Anna Karenina at the Arcola

22/03/11 at 11:57 — edited 23/03/11 at 16:05

Last night, Nell and Luiza headed down to The Arcola to watch the Piano Removal Company's new production of Anna Karenina. Here's Nell's review...

I’m afraid to say that most of my recollections of Russia involve local beer, numb fingers, cigarettes that tasted of polystyrene and mustard-coloured buildings the size of mountains. I was 17 and my trip to Moscow and St Petersburg was part of a fairly hedonistic A-level History course.

So, it was rather a treat to be able to get another glimpse of Russian aristocracy without even leaving my postcode, thanks to the Piano Removal Company’s production of Anna Karenina at The Arcola.

Anna Karenina is a story of adultery, marital frustration, social convention and land distribution within one upper-class Russian family in the late 1880s. Which, you may think, doesn’t lend itself to the music of Peter Sarstedt and chair acrobatics.

However, using the adaptation of Helen Edmundson and under the direction of Max Webster, this titanic novel became a design-heavy mix of music, movement and theatre with some of the soundtrack performed live by the actors, and some provided by an interesting collection of 20th-century pop.

At times, the sheer quantity of props and the complexity of the stage design became distracting, rather than enriching, and the clanks and scrapes of chairs, tables, lamps, sticks, instruments, trays and desks were not always justified by their effect on stage.

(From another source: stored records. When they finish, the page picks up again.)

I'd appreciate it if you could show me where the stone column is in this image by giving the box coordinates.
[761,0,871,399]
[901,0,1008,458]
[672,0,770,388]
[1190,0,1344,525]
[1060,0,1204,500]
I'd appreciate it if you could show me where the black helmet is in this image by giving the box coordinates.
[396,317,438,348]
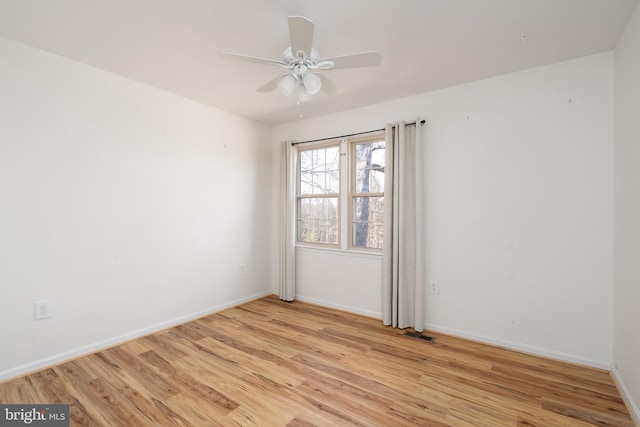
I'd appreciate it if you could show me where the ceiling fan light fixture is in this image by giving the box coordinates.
[278,74,298,96]
[302,73,322,95]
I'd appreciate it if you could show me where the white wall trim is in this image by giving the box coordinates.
[424,323,611,371]
[296,295,382,319]
[0,290,272,382]
[610,366,640,426]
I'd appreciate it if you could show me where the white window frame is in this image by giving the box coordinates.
[296,131,384,254]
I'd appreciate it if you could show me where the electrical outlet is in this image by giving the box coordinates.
[429,280,440,295]
[35,300,53,320]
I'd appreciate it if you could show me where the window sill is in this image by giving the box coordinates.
[296,244,382,258]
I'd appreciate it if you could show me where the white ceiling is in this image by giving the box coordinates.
[0,0,639,124]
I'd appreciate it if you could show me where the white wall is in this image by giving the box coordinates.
[613,0,640,425]
[273,53,613,368]
[0,38,271,379]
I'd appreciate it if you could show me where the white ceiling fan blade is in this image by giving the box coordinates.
[218,52,287,67]
[256,74,286,93]
[322,52,382,69]
[289,16,315,59]
[318,74,342,96]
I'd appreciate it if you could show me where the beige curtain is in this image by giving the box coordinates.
[279,142,298,301]
[382,119,425,332]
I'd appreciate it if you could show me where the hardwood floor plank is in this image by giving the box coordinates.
[0,296,633,427]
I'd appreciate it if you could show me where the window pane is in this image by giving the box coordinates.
[298,146,340,194]
[354,141,385,193]
[298,197,338,245]
[351,197,384,248]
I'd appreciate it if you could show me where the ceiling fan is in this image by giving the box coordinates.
[219,16,382,104]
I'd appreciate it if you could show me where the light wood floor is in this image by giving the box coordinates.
[0,297,633,427]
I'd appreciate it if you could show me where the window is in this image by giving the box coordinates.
[296,133,385,250]
[297,145,340,245]
[350,138,385,249]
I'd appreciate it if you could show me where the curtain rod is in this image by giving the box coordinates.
[291,120,427,145]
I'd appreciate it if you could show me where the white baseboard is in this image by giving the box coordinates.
[294,293,382,319]
[286,291,611,371]
[424,323,611,371]
[0,291,272,382]
[610,367,640,426]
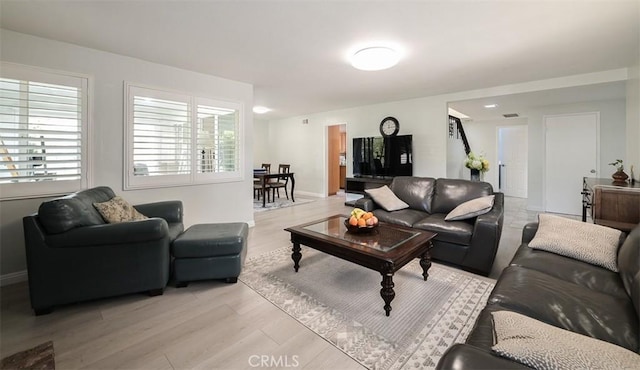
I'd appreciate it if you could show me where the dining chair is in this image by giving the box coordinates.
[253,163,271,201]
[269,164,291,199]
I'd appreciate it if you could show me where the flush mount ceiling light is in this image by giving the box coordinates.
[351,46,400,71]
[253,105,271,114]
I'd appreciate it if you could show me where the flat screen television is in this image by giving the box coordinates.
[353,135,413,178]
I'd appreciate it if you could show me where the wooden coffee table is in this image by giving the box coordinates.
[285,215,436,316]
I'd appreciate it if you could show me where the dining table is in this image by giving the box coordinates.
[253,170,296,207]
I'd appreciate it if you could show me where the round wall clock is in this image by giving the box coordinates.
[380,117,400,137]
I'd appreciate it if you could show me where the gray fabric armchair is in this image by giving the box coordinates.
[23,187,184,315]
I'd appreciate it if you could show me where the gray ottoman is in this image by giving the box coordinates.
[171,222,249,288]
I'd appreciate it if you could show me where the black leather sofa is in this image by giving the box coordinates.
[355,176,504,276]
[23,187,184,315]
[437,223,640,369]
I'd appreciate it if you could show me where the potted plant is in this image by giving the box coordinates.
[609,159,629,182]
[464,152,489,181]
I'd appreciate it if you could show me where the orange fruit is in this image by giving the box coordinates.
[349,216,358,226]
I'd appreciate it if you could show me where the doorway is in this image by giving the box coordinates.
[327,124,347,196]
[498,125,529,198]
[544,112,600,215]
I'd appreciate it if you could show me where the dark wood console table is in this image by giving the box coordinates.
[582,177,640,232]
[344,177,393,206]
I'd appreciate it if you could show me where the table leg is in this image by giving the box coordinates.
[380,272,396,316]
[291,242,302,272]
[420,242,431,281]
[262,176,267,208]
[291,175,296,202]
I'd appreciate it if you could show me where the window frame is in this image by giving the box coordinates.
[123,81,245,190]
[0,61,93,201]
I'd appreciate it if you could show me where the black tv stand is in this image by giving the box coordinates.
[344,176,393,207]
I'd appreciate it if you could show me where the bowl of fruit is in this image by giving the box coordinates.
[344,208,378,233]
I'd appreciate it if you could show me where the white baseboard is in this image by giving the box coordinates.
[295,191,327,198]
[0,270,28,286]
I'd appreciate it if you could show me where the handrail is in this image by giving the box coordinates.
[449,115,471,155]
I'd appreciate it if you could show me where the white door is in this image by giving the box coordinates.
[544,112,600,215]
[498,125,529,198]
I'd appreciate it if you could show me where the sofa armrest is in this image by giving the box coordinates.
[353,197,376,212]
[436,343,529,370]
[463,193,504,276]
[522,222,538,243]
[134,200,183,223]
[45,218,169,248]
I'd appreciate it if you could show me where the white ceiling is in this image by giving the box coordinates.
[0,0,640,119]
[449,81,627,121]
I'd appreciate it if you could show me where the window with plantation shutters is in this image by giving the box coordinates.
[0,63,88,199]
[125,84,242,189]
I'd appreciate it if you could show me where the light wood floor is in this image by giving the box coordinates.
[0,196,532,369]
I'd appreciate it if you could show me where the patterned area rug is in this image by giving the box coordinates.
[240,246,495,369]
[253,198,314,212]
[0,341,56,370]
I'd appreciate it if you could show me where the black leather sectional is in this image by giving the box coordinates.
[355,176,504,276]
[437,223,640,369]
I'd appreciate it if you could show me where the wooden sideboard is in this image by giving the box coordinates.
[582,177,640,232]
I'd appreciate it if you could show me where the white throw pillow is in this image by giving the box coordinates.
[93,196,148,224]
[365,185,409,212]
[529,214,622,272]
[444,195,496,221]
[491,311,640,369]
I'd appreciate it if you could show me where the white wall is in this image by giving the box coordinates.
[253,118,271,168]
[461,117,528,189]
[269,68,637,202]
[625,56,640,181]
[524,100,627,211]
[0,30,253,282]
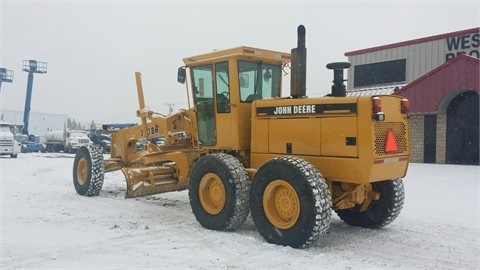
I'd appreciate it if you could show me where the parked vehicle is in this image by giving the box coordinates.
[0,121,22,158]
[45,130,92,153]
[14,133,46,153]
[88,129,110,153]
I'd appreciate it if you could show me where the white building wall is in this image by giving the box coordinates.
[0,110,67,136]
[347,29,480,90]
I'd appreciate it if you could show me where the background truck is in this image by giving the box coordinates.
[88,129,110,153]
[0,121,22,158]
[73,26,410,248]
[45,130,92,153]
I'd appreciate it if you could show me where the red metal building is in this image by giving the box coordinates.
[345,28,480,165]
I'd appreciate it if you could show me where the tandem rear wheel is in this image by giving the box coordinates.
[73,145,105,196]
[189,154,332,248]
[250,156,332,248]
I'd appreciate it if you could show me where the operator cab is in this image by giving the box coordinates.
[177,47,290,150]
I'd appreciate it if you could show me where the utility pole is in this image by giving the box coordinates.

However, when they got it right – when a church scene was created by trays of nightlights, for instance – they got it very right indeed.

It was also a shame that the emotional pitch of the show began, and remained, quite high, which by the end of the hour and a half first act became a little much. But both Luiza and I agreed that the show went from strength to strength during the course of the evening.

Before I go, I must also mention that Andy Rush, who played Count Vronsky was what my grandmother calls "easy on the eye" and the singing by Zoe Claire and Sophie Waller was fantastic.